Publish Date: October 11, 2019

I dreaded the moment for years—through the early drafts and the revisions, through the long slog to complete the novel, through its acceptance by a small press, through several rounds of copy-editing, right up to the printing of advance review copies (ARCs). I worried and I wondered: What will my mother think when she reads it? Will she view my story as a betrayal?

Fiction often, perhaps always, has its roots in a writer’s feelings about her family. Ben Novotny, the character at the center of my first novel, Degrees of Difficulty, resembles my youngest brother, Robert; both the fictional and the real chromosome that led to multiple physical impairments, brain-wracking seizures, and severe developmental delays. Both were born into a loving family that struggled to ensure the special child not only survive but live the happiest life possible. Both families, despite good intentions, made costly mistakes, and lived through great heartache.

What would my novel show of my feelings towards Ben/Robert? To my family?
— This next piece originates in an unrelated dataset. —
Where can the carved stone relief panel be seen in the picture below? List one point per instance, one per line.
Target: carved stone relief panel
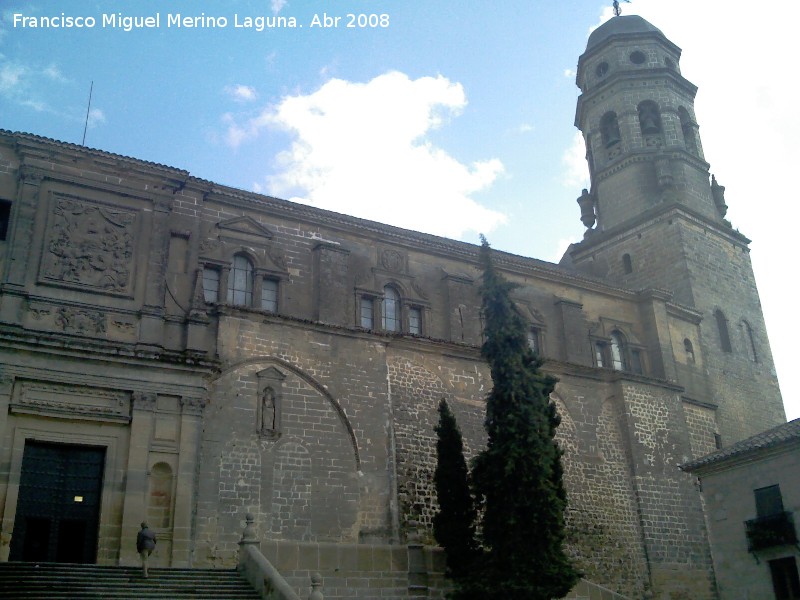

To my mother?

Elena Ferrante, pseudonymous author of My Brilliant Friend and other brilliant novels, says that writing is like “butchering eels.” She pulls from the depths of her experience everything that is “alive and writhing,” including unbearable memories hiding deep in the murky waters. Her description of capturing the slithering, slippery past seems perfect to me. My stories begin with a fragment (a memory, a moment, an image or inchoate feeling) from my past; I then create characters, shape points of view, structure a narrative —that is, use all the tools of fiction—to find the larger truth within the fragment. Sometimes, I am afraid of what I pull up from the depths. What will my family recognize in it, and in my telling of it? Will my mother think that I am blaming her for our family’s pain, for our losses?

I arrived at Mom’s condo in Florida back in January for a three-day visit; I came to see how she was doing in her new home, but also with an ulterior motive: I wanted her to read my book before its publication in October. Near the end of my stay, I showed her an advance review copy, with anxiety swirling in my stomach and a nonchalant comment: Check this out, whenever you have the time.

I flew home to Chicago and got on with my life, leaving behind a little girl, eagerly awaiting her mother’s approval. Over the next few days, I imagined Mom scanning the book—where’s Waldo’ing each page to catch a glimpse of herself in the narrative. Days turned into weeks. I heard nothing. The weeks became months. I tried to not feel hurt. But I did. She finally emailed me in May to say she’d finished it. Turns out that she’d been dreading reading it, as much as I had dreaded sharing it. She said she’d started it once or twice and had to put it aside. Each time, though, she’d picked it up again after a few weeks, made herself push on, through many reminders of trauma and loss.

Could I blame her for these feelings? Of course not. Of course. As her daughter, I have spoken words and lived a life that has been hard for her. I will not wear pink. I hate dresses. I cannot stay in a marriage to my high school boyfriend. I am a lesbian. She knew that my fiction would express ideas that are similarly hard for her to accept.

We are told that a child must separate from her parents. We know this is true. I have never wanted to hurt my mother, but I am interested in telling the stories that are the hardest for me to tell. Anyone who “kills eels” risks injuring others. My mother said, I love your book, the story you tell. It was incredibly painful for me to read. As writers, we hope that the fragments we unearth, examine, and fictionalize lead to a new literary truth. Our readers, even the mothers we wound, want nothing less.